理容の国家試験とインターハイの日程が重なってしまったことで、私はインターハイに出て陸上を続けることを選び、実業団の選手となりました。当時はマラソンが何km走る競技かも知らなかったし、テレビで試合を見たこともなかった。

鈴木博美さんや高橋尚子さんを育てた小出義雄監督から声をかけていただいたときも、「この気さくなオジサンは誰だろう?」としか思わないほど、陸上に関して疎かったんです。(笑)

自由な気風のワコールは、私に合っていました。陸上部の部長は塚本社長(現会長)で、長年にわたって愛情深くサポートしていただきましたが、当時の私がワコールを選んだ一番の理由は、正社員での採用だったこと。

高校卒業後も四六時中走るだけの人生なんて、軍隊みたいでとても続けられそうになかった(笑)。実際、朝練をしてから出社し、午後も練習、という生活が始まりました。

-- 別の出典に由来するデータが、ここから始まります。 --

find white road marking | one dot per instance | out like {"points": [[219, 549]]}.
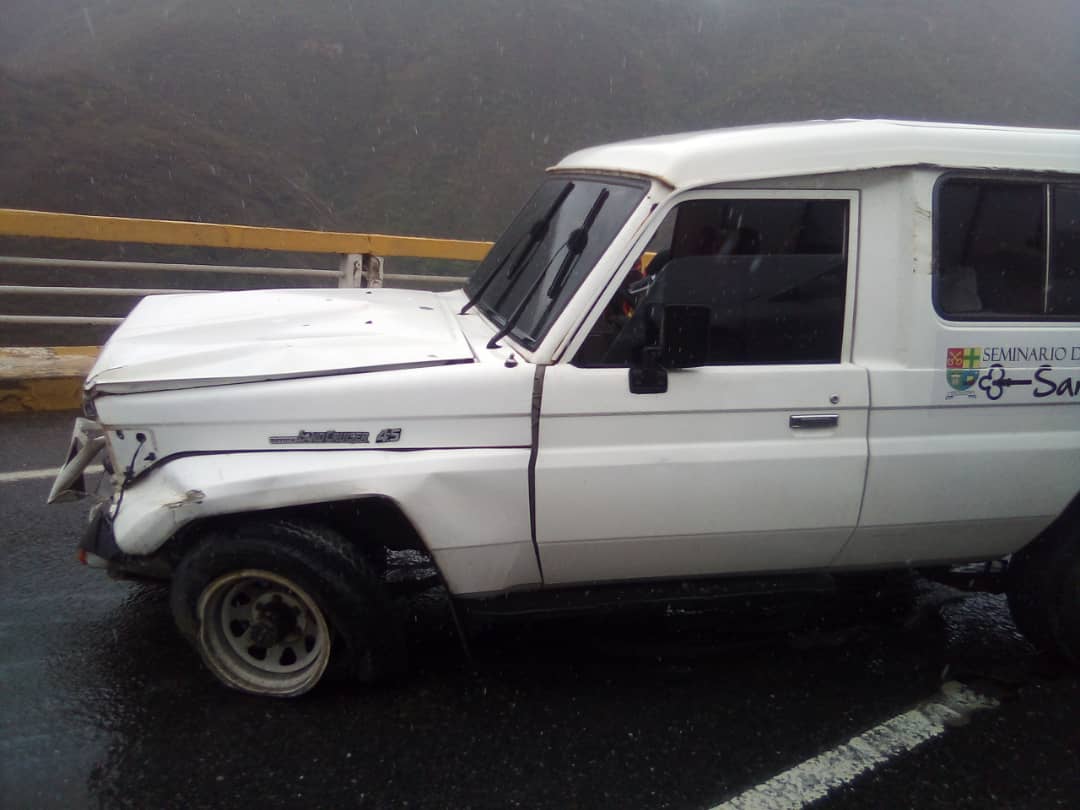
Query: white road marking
{"points": [[815, 778], [31, 474]]}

順調な滑り出しでしたね。入社3年目で3000mと5000mで日本記録を更新。5000mでは日本女子で初の14分台を出し、日本選手権の10000mでも優勝しました。左膝のじん帯断裂という大怪我を負うもなんとか復活し、アテネオリンピックの10000m代表に選ばれました。

でも、このアテネで大失敗。27人中26位に終わりました。自己ベストより3分近く遅かったんだから、気分はどん底ですよ。オリンピックへの憧れはなかったのに、代表に決まってから結果を出したくて、力んでしまったんだと思います。

もう陸上をやめよう。そんな私を救ってくれたのは高校時代の恩師、安田先生の「負けたことに負けるな」というメッセージでした。本当にいい言葉ですよね。このまま負けっぱなしでは終われない。そう思うことができました。